I bet you didn’t have to think for too long at this one!
Appreciating skills are those whose value compounds over time, because they are the foundations upon which you build your career and your life. Everything around can and will change, but your appreciating skills will allow you to pivot smoothly to whatever scenarios your life is transitioning into.
Billionaire investor Warren Buffett attributes almost all of his success to having strong communication and people skills, rather than any innate technical genius.
As he says:
“I’m not the smartest guy in the world by any measure... But I can assemble people who are smarter than myself and work well with them.”
The wisdom to recognize individual limitations and bring together complementary minds lies at the heart of consulting excellence.
Master communicators distinguish themselves by exceptional listening rather than just talking.
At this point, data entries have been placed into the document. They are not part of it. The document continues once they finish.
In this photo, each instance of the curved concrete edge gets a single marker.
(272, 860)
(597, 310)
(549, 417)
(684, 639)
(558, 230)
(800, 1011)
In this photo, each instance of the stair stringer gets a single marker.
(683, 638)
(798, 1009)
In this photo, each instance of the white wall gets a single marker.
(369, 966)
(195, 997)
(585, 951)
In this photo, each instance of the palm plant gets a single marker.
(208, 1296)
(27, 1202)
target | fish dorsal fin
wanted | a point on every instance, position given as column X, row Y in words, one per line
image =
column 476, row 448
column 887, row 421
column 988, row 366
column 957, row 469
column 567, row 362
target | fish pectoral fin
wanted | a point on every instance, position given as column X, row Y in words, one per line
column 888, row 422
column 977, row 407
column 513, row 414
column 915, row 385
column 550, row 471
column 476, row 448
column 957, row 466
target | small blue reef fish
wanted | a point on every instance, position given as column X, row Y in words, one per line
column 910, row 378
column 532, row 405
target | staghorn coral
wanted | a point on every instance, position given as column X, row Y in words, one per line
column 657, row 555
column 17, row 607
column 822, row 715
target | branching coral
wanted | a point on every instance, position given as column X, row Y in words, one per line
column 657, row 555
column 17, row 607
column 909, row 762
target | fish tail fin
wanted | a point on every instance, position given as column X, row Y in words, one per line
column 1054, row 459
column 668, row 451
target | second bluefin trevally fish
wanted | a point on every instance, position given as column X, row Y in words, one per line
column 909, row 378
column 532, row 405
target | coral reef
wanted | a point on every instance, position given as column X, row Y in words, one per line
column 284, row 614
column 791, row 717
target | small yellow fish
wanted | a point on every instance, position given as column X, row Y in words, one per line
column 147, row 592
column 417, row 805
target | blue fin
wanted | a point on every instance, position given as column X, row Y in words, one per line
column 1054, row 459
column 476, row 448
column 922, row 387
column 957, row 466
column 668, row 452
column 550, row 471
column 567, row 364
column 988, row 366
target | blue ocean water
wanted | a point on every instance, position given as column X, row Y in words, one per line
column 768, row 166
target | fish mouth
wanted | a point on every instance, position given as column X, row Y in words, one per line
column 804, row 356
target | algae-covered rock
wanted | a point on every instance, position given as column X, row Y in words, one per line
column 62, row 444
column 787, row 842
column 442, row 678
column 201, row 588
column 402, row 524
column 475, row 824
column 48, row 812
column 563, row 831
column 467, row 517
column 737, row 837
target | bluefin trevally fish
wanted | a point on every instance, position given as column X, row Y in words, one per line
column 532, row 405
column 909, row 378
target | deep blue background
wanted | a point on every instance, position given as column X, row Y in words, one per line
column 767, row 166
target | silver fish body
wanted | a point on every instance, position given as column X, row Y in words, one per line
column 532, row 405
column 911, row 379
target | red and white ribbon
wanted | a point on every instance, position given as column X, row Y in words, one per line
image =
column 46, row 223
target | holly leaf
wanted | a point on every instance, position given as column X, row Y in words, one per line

Tuning into subtle verbal and nonverbal cues proves more decisive than isolated expertise.
Cultivating relationship talents and intuition separates the true thought leaders from the mere doers.
Improving your transferable meta-skills
I learned to find joy in the process of becoming better at all those transferable meta-skills I call “appreciating skills”.
I learned to love learning and practicing how to improve my communication, how to improve my writing and my speaking, how to become a more effective negotiator (for myself and the firms I worked for), how to enhance my quick learning abilities (so that I can easily pivot as everything around me changes).
I see my day-to-day consulting work as an opportunity to practice and get better.
I discovered my intrinsic motivation:
consistently improving at my “appreciating skills” while staying relevant in the value I provide to my team and clients as everything changes around us.
As you climb the proverbial ladder and you grow as a professional and as an individual, you will likely gain a newfound interest in leaving a legacy behind you.
You will find it worthwhile teaching other people what you learned.
You will feel almost obliged to show them where they can get to and what they can achieve if they manage to channel their motivation towards the few things that count.
80/20, Pareto rule: not everything is equally important and certainly not everything is equally urgent.
As inventor Charles Kettering wrote:
“The world hates change, yet it is the only thing that has brought progress.”
Irresistible consultants crave fluidity, turning uncharted waters into playing fields for personal and collective advancement. When external forces shift, values and mindsets matter more.
An intrinsic drive towards self-betterment and service allows us to perpetually riding new waves instead of being swept away. The lifelong learners shape future generations, compounding their contributions essentially without any limit.
That’s why I’m still in this business and I’m clocking the second decade as a management consultant:
I find joy in my learning journey
I find pride in educating new generations of consultants
I find happiness in sharing the few things I have figured out along the way
I find it intellectually stimulating debating with young folks around subjects they are passionate about.
And I keep learning from them as much as they keep learning from me.
Soft skills are usually harder because you can’t manufacture social situations at will to practice. Also, it’s not as safe to fail because of that, so the pressure is higher.
Whereas a project to learn a technical skill, we can come up with them and dial up/down the difficulty to accommodate for our comfort level.
So interesting how a mix of both is so important, but sometimes hard to come by!
It seems like there are journey phases in consulting that parallel product management. With new PMs they want to learn the technical side, how to get software features built. Then they realize the importance of communication with developers, designers, customers, and business stakeholders in getting the right thing built. Without communication it’s tough to build software that’s desirable, feasible, and importantly - to keep the lights on - viable.
Communicating effectively is the heart of getting good work done.